[PATCH v4.9] sched/fair: Overload-On-Wakeup fix.

From: Jarmo Tiitto
Date: Tue Mar 14 2017 - 17:34:15 EST


Try improve multi-core scaling.
The changes are experimental - the fix works
but possible regressions are unknown.

Please read the orginal author's paper to understand
the overall problem this patch tries to solve.

See the orignal patches at:
https://github.com/jplozi/wastedcores/tree/master/patches

And the related paper at:
http://www.i3s.unice.fr/~jplozi/wastedcores/

v1: the patch was re-written for v4.9 to remove goto statement.

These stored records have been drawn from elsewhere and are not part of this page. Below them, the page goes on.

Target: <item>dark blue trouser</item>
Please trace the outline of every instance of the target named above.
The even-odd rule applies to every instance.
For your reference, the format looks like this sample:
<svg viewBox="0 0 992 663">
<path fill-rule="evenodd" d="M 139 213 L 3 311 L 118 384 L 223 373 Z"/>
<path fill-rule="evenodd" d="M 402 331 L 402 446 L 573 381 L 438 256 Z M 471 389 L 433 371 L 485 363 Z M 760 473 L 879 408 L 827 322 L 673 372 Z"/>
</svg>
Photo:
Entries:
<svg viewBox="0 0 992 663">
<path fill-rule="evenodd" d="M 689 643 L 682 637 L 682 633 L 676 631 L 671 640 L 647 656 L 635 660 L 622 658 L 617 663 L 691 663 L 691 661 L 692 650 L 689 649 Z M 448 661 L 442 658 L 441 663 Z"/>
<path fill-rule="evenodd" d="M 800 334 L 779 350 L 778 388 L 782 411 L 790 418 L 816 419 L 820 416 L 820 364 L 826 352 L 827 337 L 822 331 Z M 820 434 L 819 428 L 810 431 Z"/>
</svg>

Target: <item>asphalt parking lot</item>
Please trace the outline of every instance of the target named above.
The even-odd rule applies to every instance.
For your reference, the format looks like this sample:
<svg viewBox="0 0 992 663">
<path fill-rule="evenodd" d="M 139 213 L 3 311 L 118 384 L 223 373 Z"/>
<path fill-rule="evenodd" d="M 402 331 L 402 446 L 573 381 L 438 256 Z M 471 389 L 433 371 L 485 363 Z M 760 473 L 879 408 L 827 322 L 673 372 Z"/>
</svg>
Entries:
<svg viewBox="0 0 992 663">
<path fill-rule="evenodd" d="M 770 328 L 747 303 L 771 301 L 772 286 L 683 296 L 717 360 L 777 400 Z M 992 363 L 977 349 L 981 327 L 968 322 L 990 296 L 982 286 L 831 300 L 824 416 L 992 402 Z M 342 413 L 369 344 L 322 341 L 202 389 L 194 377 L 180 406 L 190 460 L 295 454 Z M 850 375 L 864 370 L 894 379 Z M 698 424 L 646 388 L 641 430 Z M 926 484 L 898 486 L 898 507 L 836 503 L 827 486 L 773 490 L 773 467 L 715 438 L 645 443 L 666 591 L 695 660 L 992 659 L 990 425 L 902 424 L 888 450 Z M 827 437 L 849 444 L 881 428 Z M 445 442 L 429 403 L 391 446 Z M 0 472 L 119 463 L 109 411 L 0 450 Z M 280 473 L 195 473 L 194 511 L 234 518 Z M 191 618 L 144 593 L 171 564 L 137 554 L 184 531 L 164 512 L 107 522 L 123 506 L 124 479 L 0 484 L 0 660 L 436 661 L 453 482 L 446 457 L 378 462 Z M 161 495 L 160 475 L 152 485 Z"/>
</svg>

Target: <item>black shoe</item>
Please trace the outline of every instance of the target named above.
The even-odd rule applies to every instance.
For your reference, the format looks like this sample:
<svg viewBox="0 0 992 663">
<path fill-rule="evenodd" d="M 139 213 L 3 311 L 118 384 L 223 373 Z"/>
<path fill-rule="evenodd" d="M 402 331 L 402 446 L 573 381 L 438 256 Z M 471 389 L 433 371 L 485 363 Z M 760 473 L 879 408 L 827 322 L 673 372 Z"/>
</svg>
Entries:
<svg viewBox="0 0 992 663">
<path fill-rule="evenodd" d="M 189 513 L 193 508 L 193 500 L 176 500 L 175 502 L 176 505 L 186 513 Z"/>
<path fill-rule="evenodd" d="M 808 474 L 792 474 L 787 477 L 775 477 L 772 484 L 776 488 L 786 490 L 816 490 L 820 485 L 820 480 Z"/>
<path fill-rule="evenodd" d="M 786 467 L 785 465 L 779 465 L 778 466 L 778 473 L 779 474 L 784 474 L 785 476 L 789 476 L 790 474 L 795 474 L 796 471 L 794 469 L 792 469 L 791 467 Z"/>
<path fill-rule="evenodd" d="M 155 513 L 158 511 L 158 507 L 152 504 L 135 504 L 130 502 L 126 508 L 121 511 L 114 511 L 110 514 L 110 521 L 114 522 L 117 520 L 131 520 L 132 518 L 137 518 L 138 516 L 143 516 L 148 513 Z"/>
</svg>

v2: improved version from the wastedcores initial code. try take into
account the cpu wake-up latency and choose most recent idle cpu
instead.

I have tested the code and it really does improve
multi-core performance on my machine.

Reported-by: <jplozi@xxxxxxxx>
Signed-off-by: <jarmo.tiitto@xxxxxxxxx>
---
kernel/sched/fair.c | 138
++++++++++++++++++++++++++++++++--------------------
1 file changed, 86 insertions(+), 52 deletions(-)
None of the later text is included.